Some legal experts say the proposed Restatement, Law of Liability Insurance by the American Law Institute (ALI) will upend the insurance market and lead to dramatic increases in pricing.
“It (draft Restatement) is written with the idea of adding more consumer protections but some of the provisions in it could be so disruptive to the market that it might very well have the opposite effect,” said Eric R. Dinallo, Debevoise & Plimpton LLP., who along with his colleague, Keith J. Slattery, recently wrote an article outlining the potentially damaging provisions in the draft restatement.
Dinallo also said that document should have remained a “Principles Project,” an aspirational rendering of what the law should be, rather than a more influential Restatement, a clarification of where the law is based on years of case law decisions. Judges look to Restatements for guidance on the law.
But the project’s Reporter, Tom Baker, professor at the University of Pennsylvania Law School, said that the project was converted to a Restatement in 2014 precisely because it is a clarification of the law.
“We found that as a Principles Project it was already largely tracking prevailing law,” Baker said. “Sections that didn’t were changed. So saying this will have any short term impact on the market is completely false. Even if it did change the law, and it doesn’t, it would take years for the courts to implement the changes.”
Slattery said that one of their biggest concerns lies with the broadening of what constitutes bad faith on the part of an insurer.
He said that a provision in the draft subjects insurers to excess damages beyond policy limits for failure to “make reasonable settlement decisions.”
“What they’re doing here is moving from a traditional bad faith standard to one of quasi-strict liability,” he said. “This effectively removes negotiated policy limits, one of the most fundamental protections for an insurer.”
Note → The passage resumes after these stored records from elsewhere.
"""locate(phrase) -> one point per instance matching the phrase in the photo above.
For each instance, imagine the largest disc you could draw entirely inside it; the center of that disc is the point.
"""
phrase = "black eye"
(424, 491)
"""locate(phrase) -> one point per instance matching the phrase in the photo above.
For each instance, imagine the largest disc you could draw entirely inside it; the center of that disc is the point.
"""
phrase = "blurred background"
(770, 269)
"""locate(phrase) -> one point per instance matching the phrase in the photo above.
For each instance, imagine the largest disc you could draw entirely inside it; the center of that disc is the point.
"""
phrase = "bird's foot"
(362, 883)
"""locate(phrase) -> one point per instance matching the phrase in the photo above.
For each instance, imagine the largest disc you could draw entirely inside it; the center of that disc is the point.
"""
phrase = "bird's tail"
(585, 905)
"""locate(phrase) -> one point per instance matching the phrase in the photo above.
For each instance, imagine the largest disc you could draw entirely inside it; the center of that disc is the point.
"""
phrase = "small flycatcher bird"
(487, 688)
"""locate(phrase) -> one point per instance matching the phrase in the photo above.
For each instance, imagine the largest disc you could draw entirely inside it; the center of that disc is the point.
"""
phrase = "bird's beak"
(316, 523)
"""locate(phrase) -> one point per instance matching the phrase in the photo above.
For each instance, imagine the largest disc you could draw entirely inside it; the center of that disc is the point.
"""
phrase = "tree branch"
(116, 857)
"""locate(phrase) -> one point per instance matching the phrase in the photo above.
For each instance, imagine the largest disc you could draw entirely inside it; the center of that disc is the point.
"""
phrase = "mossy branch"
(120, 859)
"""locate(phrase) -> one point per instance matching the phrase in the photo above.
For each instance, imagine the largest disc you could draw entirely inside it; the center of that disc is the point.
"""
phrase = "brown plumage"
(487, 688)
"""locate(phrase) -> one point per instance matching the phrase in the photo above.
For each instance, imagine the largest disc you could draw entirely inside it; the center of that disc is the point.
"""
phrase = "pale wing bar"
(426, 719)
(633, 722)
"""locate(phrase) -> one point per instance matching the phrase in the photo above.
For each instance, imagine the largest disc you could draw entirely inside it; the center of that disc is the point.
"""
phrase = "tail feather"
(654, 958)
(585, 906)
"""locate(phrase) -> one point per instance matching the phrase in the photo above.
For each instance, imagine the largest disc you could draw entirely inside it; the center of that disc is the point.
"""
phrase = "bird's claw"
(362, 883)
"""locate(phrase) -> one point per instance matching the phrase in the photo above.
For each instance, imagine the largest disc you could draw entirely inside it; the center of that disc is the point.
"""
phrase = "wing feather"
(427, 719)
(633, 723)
Here, Baker said that the Restatement distinguishes bad faith, where the action is ill intentioned, from instances where it’s deemed the insurer did not make a reasonable attempt to settle.
“An insurer can always avoid liability for a judgment in excess of the policy limits by showing that its settlement decision was reasonable,” he said. “Reasonable is defined in this context to mean a reasonable insurer that issued the same kind of policy at issue. So, all that is required is that the insured adhere to the standard of the industry.”
Dinallo said that another section expands the insurer’s duty to defend beyond case law precedent by requiring the insurer to defend any claim if the insurer should know of information that would require the insurer to defend.
Baker said that in this instance the Restatement correctly reflects current law in many states.
Noted business defense attorney Victor E. Schwartz, partner at Shook Hardy & Bacon, said that over the course of the nearly seven year project, the Reporters of the liability law Restatement have added some balance, “especially where there has been no existing case law support for their position.”
“But there is still a long way to go to achieve a project that all would agree treats insurers equitably, is sensitive to the cost of insurance, and follows the most sound legal rules,” he said.
The Restatement, now in its final draft, is scheduled for a final vote before the full ALI membership of 3,700 at an annual meeting in May in Philadelphia.